C. Registered and Used in Bad Faith
Whether a domain name is registered and used in bad faith for purposes of the Policy may be determined by evaluating four (non-exhaustive) factors set forth in the Policy: (i) circumstances indicating that the registrant has registered or the registrant has acquired the domain name primarily for the purpose of selling, renting, or otherwise transferring the domain name registration to complainant who is the owner of the trademark or service mark or to a competitor of that complainant, for valuable consideration in excess of the registrant’s documented out-of-pocket costs directly related to the domain name; or (ii) the registrant has registered the domain name in order to prevent the owner of the trademark or service mark from reflecting the mark in a corresponding domain name, provided that the registrant has engaged in a pattern of such conduct; or (iii) the registrant has registered the domain name primarily for the purpose of disrupting the business of a competitor; or (iv) by using the domain name, the registrant has intentionally attempted to attract, for commercial gain, Internet users to the registrant’s website or other online location, by creating a likelihood of confusion with complainant’s mark as to the source, sponsorship, affiliation, or endorsement of the registrant’s website or location or of a product or service on the registrant’s website or location. Policy, paragraph 4(b).

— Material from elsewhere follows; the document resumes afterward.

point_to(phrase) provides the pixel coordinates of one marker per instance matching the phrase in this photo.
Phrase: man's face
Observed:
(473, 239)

Complainant does not specify which, if any, of the above factors exists here. Although “the scenarios described in UDRP paragraph 4(b) are non-exclusive and merely illustrative.” WIPO Overview 3.0, paragraph 3.1, Complainant also does not describe in any detail – or provide citation to even a single precedential decision – the reason(s) why Respondent has acted in bad faith. Instead, Complainant merely states that the Disputed Domain Name “divert[s] consumer traffic from New Chapter’s actual home page and benefit from affiliate sales placed through the GotBody website.”

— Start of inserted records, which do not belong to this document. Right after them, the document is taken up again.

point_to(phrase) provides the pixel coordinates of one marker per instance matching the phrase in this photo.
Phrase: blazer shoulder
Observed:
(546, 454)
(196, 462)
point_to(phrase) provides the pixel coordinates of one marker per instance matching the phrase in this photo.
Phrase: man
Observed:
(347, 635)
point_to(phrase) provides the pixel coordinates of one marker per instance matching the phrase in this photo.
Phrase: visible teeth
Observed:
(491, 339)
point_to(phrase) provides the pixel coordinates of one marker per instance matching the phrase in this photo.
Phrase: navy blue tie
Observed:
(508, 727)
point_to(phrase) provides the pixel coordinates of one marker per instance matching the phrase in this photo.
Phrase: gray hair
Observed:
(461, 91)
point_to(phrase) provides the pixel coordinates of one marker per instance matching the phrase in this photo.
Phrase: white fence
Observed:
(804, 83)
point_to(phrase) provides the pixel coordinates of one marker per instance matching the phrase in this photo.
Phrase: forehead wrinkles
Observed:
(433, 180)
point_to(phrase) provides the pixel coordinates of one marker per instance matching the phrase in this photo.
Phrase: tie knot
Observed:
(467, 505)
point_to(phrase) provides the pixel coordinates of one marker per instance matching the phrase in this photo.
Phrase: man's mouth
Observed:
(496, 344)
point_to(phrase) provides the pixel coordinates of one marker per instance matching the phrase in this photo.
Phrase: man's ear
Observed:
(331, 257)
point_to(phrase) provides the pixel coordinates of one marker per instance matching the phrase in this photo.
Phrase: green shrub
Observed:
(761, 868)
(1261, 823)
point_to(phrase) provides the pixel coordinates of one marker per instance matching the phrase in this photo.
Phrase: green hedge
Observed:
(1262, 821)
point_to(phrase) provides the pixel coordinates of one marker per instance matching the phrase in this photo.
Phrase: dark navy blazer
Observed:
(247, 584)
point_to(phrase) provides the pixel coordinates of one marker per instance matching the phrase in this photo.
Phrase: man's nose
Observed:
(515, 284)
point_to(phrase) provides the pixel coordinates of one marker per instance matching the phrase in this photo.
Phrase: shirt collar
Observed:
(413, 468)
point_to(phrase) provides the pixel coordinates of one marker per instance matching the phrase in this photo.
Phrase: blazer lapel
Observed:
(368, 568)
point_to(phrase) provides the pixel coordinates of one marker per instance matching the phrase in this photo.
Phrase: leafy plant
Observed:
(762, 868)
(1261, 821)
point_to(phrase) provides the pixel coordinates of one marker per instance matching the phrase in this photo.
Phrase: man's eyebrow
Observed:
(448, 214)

Fortunately for Complainant, the Panel is aware that numerous previous decisions under the Policy have found bad faith where, as here, a domain name under similar circumstances has been used to direct visitors to a website selling a competing product or service. See, e.g., CWI, Inc. (“CWI”) v. Craig Goldrich, Tulsa RV, WIPO Case No. D2017-1406 (finding bad faith where disputed domain name “redirects to a website… which Complainant describes as ‘a website for a competitor of [Complainant] offering products and services identical and highly related to those offered by [Complainant]”); Kabushiki Kaisha Toshiba d/b/a Toshiba Corporation v. Liu Xindong, WIPO Case No. D2003-0408 (using a disputed domain name “to sell directly competing products” constitutes bad faith); and Ho Hoi Ming Michael, VGH Solutions (“Dr Ho”) v. EHM All Things Healthy, LLC, WIPO Case No. D2014-1753 (finding bad faith where disputed domain name “wholly incorporates the Trade Mark, and … is almost identical to the Complainant’s own registered domain name and was used to sell similar goods”).
Accordingly, the Panel finds that the Disputed Domain Name has been registered and is being used in bad faith.
For the foregoing reasons, in accordance with paragraphs 4(i) of the Policy and 15 of the Rules, the Panel orders that the disputed domain name <newchpter.com> be transferred to Complainant.
Douglas M. Isenberg
Date: October 25, 2017
1 Although The Procter & Gamble Company did not include New Chapter, Inc. as a Complainant, doing so would have been appropriate, given that they are “related companies.” Pro Dive Pty Ltd and Pro Dive International Pty Ltd v. Tony Lennartsson, WIPO Case No. D2004-0097.